Japan pauses at time of 2011 quake
Associated Press
RIKUZENTAKATA, Japan
For 70-year-old Toshiko Murakami, memories of the terrifying earthquake and tsunami that destroyed much of her seaside town and swept away her sister brought fresh tears Sunday, exactly a year after the disaster.
“My sister is still missing, so I can’t find peace within myself,” she said before attending a ceremony in a tent in Rikuzentaka marking the anniversary of the March 11, 2011, disaster that killed just over 19,000 people and unleashed the world’s worst nuclear crisis in a quarter-century.

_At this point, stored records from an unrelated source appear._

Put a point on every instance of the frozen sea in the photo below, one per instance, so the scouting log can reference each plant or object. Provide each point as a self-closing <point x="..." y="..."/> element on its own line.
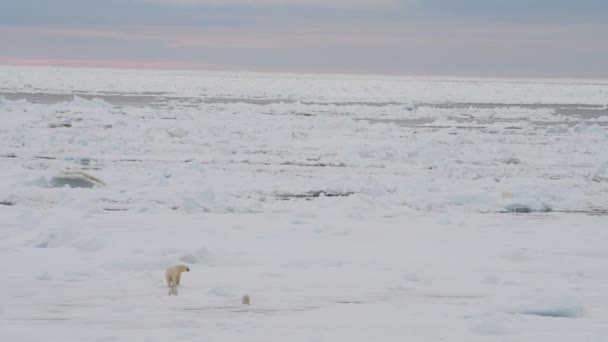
<point x="349" y="208"/>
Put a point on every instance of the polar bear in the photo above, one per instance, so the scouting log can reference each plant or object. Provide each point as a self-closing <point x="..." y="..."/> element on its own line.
<point x="174" y="274"/>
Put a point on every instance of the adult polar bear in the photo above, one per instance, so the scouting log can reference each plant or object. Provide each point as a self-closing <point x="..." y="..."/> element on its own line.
<point x="174" y="274"/>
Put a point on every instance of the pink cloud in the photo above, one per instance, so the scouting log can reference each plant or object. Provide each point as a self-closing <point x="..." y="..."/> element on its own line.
<point x="104" y="63"/>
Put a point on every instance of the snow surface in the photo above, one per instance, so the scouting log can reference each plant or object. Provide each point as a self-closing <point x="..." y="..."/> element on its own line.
<point x="349" y="208"/>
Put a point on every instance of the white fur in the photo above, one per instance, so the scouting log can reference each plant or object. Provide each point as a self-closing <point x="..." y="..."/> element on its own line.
<point x="174" y="273"/>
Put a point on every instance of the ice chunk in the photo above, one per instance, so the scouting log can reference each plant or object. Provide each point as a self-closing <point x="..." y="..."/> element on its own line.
<point x="564" y="307"/>
<point x="75" y="179"/>
<point x="176" y="132"/>
<point x="600" y="173"/>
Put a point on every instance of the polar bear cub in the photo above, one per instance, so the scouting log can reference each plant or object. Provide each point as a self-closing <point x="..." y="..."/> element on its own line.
<point x="174" y="274"/>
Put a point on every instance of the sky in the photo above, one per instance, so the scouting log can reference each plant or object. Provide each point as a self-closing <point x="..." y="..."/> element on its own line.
<point x="538" y="38"/>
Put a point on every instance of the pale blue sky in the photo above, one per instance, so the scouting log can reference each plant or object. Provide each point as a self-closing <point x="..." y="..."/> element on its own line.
<point x="417" y="37"/>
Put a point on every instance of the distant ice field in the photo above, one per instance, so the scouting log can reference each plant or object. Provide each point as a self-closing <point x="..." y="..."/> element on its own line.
<point x="348" y="207"/>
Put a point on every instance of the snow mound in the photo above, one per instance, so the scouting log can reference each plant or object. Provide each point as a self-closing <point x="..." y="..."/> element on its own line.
<point x="563" y="307"/>
<point x="74" y="179"/>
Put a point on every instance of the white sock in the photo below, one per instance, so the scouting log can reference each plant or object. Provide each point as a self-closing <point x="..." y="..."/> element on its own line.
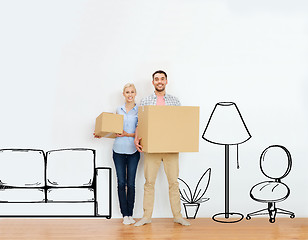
<point x="142" y="221"/>
<point x="132" y="221"/>
<point x="126" y="220"/>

Across Japan, people paused at 2:46 p.m. — the moment the magnitude-9.0 quake struck a year ago — for moments of silence, prayer and reflection about the enormous losses suffered and monumental tasks ahead.

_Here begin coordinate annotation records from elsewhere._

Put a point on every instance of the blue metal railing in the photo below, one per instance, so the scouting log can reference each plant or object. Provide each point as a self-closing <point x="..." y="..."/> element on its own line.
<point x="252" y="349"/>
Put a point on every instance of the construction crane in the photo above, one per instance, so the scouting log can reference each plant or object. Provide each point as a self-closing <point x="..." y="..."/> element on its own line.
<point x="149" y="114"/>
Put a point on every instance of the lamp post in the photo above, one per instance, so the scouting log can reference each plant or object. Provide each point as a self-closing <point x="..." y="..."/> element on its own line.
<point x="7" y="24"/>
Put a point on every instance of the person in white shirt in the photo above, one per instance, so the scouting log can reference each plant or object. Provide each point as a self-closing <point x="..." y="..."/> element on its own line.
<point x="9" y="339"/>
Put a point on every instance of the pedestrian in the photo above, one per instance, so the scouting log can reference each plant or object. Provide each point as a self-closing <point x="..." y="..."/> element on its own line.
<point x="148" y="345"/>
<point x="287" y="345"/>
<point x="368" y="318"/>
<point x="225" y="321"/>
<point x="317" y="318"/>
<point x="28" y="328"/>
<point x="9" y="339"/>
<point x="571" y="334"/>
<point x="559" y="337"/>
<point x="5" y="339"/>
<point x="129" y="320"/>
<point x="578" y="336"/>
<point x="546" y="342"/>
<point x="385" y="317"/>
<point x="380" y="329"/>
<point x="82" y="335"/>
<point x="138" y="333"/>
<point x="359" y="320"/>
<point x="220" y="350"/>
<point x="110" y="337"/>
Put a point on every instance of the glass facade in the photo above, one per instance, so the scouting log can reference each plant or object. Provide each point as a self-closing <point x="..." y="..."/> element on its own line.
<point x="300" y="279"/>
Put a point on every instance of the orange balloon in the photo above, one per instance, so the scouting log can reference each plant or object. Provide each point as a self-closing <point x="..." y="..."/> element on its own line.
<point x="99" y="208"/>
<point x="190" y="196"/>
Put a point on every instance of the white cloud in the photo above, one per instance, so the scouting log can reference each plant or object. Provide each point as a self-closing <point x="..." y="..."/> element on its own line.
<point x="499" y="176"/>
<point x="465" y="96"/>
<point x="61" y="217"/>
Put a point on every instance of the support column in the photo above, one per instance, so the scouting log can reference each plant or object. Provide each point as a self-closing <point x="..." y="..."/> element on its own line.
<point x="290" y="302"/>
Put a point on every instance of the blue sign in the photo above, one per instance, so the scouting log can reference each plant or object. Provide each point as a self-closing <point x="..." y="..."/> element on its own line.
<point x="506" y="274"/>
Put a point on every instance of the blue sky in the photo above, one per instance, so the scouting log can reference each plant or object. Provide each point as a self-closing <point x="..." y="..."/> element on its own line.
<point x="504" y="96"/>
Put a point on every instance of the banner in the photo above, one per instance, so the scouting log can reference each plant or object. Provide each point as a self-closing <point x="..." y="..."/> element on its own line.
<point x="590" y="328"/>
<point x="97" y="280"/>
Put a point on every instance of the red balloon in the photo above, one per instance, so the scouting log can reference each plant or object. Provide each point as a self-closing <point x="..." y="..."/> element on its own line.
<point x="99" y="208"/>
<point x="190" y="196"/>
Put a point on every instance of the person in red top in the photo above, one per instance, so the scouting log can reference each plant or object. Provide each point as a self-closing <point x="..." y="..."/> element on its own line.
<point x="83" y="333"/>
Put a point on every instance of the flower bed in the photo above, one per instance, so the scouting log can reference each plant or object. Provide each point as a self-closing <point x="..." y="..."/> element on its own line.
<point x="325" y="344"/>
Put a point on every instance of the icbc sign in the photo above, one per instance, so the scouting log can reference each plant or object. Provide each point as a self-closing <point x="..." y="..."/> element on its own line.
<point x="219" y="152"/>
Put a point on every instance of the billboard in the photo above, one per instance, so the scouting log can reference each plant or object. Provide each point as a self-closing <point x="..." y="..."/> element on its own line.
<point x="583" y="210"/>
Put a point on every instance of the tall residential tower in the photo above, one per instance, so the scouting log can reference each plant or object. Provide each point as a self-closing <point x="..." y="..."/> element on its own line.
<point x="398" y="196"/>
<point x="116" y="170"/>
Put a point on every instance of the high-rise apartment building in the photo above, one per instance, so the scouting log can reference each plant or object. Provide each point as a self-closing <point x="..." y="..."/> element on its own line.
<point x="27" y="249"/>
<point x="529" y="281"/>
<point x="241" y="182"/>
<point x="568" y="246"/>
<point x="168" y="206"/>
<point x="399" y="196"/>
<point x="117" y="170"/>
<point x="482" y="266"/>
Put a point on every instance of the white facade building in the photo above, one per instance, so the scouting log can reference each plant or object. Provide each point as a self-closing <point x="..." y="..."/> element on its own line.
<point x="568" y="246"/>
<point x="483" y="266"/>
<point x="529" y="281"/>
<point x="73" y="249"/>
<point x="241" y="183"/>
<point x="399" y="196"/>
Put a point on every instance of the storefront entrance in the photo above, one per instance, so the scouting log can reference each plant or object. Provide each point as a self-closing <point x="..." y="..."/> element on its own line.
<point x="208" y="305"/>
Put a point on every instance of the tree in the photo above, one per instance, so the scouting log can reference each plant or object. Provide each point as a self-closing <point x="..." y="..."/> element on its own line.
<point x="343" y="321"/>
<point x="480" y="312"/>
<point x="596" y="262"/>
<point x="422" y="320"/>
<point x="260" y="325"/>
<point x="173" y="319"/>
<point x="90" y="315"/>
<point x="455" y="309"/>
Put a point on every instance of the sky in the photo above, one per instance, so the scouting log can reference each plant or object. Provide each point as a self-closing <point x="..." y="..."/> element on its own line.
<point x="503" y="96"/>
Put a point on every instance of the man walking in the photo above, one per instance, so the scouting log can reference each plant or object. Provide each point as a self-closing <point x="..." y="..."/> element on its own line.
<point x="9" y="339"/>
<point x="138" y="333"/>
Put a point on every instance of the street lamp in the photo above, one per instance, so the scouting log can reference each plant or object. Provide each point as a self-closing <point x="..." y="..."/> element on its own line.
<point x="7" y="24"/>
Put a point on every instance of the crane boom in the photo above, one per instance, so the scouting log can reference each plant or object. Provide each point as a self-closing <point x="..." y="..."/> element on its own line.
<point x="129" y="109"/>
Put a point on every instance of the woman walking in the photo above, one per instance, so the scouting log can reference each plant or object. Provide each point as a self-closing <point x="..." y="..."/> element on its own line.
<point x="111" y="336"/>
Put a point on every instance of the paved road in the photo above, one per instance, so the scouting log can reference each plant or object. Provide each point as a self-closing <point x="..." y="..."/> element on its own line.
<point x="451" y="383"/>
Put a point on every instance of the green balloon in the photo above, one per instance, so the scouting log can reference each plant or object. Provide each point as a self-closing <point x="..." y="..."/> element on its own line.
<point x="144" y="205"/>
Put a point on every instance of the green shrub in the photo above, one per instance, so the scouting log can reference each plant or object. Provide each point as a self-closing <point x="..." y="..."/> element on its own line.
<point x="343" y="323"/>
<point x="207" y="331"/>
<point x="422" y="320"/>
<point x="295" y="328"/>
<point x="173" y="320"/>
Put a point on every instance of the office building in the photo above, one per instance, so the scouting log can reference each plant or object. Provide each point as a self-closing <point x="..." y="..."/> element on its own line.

Japan must rebuild dozens of ravaged coastal communities, shut down the crippled Fukushima Dai-ichi nuclear power plant and decontaminate radiated land so it is inhabitable again.

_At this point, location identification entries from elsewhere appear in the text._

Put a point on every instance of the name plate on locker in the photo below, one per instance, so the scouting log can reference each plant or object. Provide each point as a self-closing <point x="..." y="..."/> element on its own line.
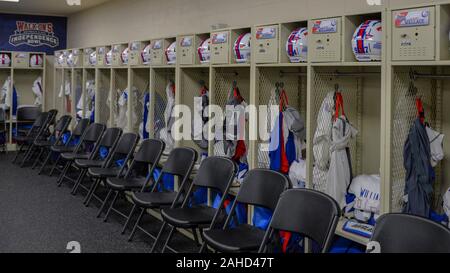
<point x="220" y="48"/>
<point x="157" y="52"/>
<point x="135" y="48"/>
<point x="187" y="50"/>
<point x="267" y="44"/>
<point x="325" y="26"/>
<point x="326" y="40"/>
<point x="414" y="34"/>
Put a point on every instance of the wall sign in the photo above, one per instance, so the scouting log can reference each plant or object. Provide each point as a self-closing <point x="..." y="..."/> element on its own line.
<point x="32" y="33"/>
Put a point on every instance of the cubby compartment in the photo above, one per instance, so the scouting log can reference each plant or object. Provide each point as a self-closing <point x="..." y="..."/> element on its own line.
<point x="414" y="34"/>
<point x="240" y="45"/>
<point x="431" y="84"/>
<point x="66" y="92"/>
<point x="220" y="47"/>
<point x="135" y="54"/>
<point x="270" y="81"/>
<point x="361" y="90"/>
<point x="224" y="80"/>
<point x="162" y="82"/>
<point x="140" y="83"/>
<point x="103" y="86"/>
<point x="89" y="87"/>
<point x="370" y="29"/>
<point x="77" y="94"/>
<point x="101" y="55"/>
<point x="286" y="31"/>
<point x="116" y="58"/>
<point x="119" y="84"/>
<point x="325" y="40"/>
<point x="194" y="81"/>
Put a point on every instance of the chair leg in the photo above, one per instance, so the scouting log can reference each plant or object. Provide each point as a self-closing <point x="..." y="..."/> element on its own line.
<point x="78" y="182"/>
<point x="102" y="207"/>
<point x="161" y="230"/>
<point x="92" y="192"/>
<point x="18" y="152"/>
<point x="63" y="173"/>
<point x="55" y="165"/>
<point x="133" y="209"/>
<point x="130" y="238"/>
<point x="111" y="207"/>
<point x="172" y="231"/>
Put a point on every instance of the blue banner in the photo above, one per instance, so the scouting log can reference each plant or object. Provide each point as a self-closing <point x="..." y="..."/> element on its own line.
<point x="32" y="33"/>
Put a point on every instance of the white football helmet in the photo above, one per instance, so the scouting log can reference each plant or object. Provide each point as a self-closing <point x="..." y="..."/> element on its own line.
<point x="297" y="45"/>
<point x="242" y="49"/>
<point x="36" y="60"/>
<point x="145" y="54"/>
<point x="366" y="41"/>
<point x="124" y="55"/>
<point x="171" y="53"/>
<point x="93" y="58"/>
<point x="204" y="51"/>
<point x="108" y="58"/>
<point x="5" y="60"/>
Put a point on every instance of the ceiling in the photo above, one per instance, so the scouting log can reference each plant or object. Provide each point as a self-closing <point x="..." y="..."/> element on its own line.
<point x="47" y="7"/>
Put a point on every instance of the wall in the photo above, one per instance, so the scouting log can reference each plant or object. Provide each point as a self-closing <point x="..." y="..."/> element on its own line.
<point x="121" y="20"/>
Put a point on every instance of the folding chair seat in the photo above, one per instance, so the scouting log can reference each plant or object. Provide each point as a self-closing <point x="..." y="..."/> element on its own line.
<point x="404" y="233"/>
<point x="43" y="145"/>
<point x="108" y="141"/>
<point x="26" y="141"/>
<point x="311" y="214"/>
<point x="86" y="149"/>
<point x="262" y="188"/>
<point x="123" y="151"/>
<point x="180" y="164"/>
<point x="216" y="174"/>
<point x="60" y="148"/>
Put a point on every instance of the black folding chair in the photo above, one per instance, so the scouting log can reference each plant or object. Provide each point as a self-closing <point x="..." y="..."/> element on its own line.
<point x="216" y="174"/>
<point x="43" y="145"/>
<point x="123" y="151"/>
<point x="3" y="131"/>
<point x="57" y="150"/>
<point x="138" y="176"/>
<point x="180" y="163"/>
<point x="86" y="148"/>
<point x="262" y="188"/>
<point x="404" y="233"/>
<point x="108" y="141"/>
<point x="309" y="213"/>
<point x="37" y="130"/>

These are enormous burdens on a country already straining under the weight of an aging, shrinking population, bulging national debt and an economy that’s been stagnant for two decades.
Prime Minister Yoshihiko Noda reminded the Japanese people that they have overcome many disasters and difficulties in the past and pledged to rebuild the nation so it will be “reborn as an even better place.”